Theorem (Policy Gradient Theorem) [2, Theorem 1] There exists a constant \(C>0\) such that for all parameter values \(\theta\), we have

\[\begin{align*} \nabla_\theta J &=C\mathbf E_{S\sim d^{\pi_\theta}} \sum_{a\in\mathscr A}q_\pi(S, A)\nabla_\theta\pi_\theta(A|S) \\ &=C\mathbf E_{S\sim d^{\pi_\theta},\,A\sim\pi_\theta(S)} q_\pi(S, A)\nabla_\theta\log\pi_\theta(A|S), \end{align*}\]

where \(d^{\pi_\theta}\) denotes the distribution of states when following \(\pi_\theta\).

Algorithms that optimize a parametric policy via GD are called policy gradient methods.

REINFORCE

Today, we'll cover the simplest policy gradient method: REINFORCE: REward Increment = Nonnegative Factor \(\times\) Offset Reinforcement \(\times\) Characteristic Eligibility [3].

An update step in the algorithm is as follows:

  1. We generate a full trajectory $$ s_0, a_0, r_1, s_1, \dotsc, r_T, s_T $$ following \(\pi_\theta\).
  2. We use discounted returns as estimated action-state values: $$ q_\pi(s_t,a_t)\approx\sum_{k=1}^{T-t}\gamma^{k-1} r_{t+k}=:g_t. $$ This is called a Monte Carlo estimate of \(q_\pi(s_t,a_t)\).
  3. We perform an optimization step with the gradient we get as per the Policy Gradient Theorem (we take the negative as we optimize with loss gradients): $$ \nabla_\theta = -\frac{1}{T}\sum_{t=0}^{T-1}g_t\nabla_\theta\log\pi_\theta(a_t|s_t) $$

Now we can explain the terms in the acronym REINFORCE:

  1. Reward increment refers to \(-\nabla_\theta\) as is is an approximation of the direction of steepest ascent \(\nabla J(\theta)\).
  2. Nonnegative factor is the learning rate.
  3. Offset reinforcement is the factor \(g_t-b(s_t)\). Here, \(b(s_t)\) is an optional baseline. For now, we set this to 0.
  4. Characteristic eligibility is the policy gradient \(\nabla_\theta\pi_\theta(a|s)\).

Action Sampling with the Gumbel-Max Trick

In case the action space is finite: \(|\mathscr A|=c\), we can give an action distribution as a collection of unnormalized logits:

\[ f_\theta(s)\in\mathbf R^c. \]

To sample an action, the straightforward approach would be to:

  1. Convert the unnormalized logits to probabilities using the softmax function.
  2. Sample actions from the categorical distribution with the given probabilities.
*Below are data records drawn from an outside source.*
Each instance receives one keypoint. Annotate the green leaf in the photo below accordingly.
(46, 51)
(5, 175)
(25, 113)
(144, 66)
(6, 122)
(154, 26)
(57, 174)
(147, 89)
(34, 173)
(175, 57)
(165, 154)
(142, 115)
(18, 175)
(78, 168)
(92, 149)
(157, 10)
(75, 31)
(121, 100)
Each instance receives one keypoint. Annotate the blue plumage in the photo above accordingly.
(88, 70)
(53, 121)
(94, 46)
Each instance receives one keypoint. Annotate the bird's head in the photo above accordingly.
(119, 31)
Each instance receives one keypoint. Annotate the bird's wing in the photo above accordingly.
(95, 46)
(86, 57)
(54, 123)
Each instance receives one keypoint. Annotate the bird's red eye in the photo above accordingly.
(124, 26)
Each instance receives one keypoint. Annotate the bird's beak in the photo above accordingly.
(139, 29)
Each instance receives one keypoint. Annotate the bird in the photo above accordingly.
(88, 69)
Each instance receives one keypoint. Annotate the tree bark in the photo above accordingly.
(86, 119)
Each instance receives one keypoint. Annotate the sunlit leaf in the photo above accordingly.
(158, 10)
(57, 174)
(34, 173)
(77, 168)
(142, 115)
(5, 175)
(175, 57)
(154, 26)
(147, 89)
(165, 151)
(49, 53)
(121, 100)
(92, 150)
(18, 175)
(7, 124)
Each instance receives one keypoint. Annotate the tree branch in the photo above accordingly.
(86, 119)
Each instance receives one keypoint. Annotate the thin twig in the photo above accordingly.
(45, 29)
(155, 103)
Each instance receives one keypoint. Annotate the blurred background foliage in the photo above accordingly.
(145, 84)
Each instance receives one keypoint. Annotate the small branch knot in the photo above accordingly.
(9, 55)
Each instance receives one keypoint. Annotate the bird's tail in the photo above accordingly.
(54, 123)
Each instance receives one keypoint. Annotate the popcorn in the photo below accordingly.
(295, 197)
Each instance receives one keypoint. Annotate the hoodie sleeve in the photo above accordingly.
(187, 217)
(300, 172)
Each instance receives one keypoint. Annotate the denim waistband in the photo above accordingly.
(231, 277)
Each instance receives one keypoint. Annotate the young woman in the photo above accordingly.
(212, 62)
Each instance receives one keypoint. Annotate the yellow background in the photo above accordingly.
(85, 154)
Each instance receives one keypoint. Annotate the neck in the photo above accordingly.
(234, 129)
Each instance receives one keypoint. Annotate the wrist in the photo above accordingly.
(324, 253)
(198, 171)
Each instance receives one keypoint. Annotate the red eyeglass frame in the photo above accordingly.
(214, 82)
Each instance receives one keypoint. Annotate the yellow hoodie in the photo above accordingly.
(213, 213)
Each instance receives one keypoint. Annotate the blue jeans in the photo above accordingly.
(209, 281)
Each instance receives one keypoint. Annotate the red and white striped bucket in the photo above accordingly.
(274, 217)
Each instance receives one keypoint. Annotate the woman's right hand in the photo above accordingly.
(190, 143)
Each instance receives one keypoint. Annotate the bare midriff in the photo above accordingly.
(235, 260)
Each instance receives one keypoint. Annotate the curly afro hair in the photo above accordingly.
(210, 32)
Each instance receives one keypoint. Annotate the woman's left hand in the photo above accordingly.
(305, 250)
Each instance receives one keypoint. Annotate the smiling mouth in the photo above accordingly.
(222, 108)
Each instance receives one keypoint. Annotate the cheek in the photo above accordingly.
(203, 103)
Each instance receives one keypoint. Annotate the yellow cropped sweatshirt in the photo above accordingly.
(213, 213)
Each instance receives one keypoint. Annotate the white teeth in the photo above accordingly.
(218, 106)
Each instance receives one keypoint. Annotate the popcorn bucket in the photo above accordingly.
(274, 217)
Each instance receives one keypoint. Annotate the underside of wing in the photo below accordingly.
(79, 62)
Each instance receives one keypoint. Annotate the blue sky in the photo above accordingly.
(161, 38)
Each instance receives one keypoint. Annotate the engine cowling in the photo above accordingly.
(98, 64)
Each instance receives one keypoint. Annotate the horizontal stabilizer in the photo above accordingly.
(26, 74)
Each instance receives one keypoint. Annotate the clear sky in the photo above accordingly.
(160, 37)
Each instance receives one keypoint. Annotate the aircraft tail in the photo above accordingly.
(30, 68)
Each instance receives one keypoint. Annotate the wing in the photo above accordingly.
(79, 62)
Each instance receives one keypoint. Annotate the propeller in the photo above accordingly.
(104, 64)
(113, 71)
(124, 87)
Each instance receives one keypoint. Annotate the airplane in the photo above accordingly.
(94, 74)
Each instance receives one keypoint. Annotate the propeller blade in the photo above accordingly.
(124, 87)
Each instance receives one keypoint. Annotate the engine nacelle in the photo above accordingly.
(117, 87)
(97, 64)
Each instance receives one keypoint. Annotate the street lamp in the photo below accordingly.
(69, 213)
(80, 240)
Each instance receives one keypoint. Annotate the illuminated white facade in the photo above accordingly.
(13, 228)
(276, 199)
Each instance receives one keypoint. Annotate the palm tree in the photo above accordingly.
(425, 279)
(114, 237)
Fortunately, there is a more direct way to go about this:

Theorem (Gumbel-Max trick) [4, Equation 2]. Let \(Z\) be a categorical distribution with unnormalized logits \(z_1,\dotsc,z_k\). Let \(G_1,\dotsc,G_k\) independent random variables with the standard Gumbel distribution. Then we have

\[ Z\sim\mathop{\mathrm{argmax}}\{G_i+z_i:i=1,\dotsc,c\}. \]

So, to sample from the action distribution defined by \(f_\theta(s)\), all we need to do is:

  1. Sample \(k\) values from the standard Gumbel distribution.
  2. Add the values to \(f_\theta(s)\).
  3. Take the argmax.

Aside: Gumbel-Top-\(k\) Trick

While we're on the subject:

\[ \mathop{\mathrm{arg top}}k\{G_i+z_i:i=1,\dotsc,c\} \]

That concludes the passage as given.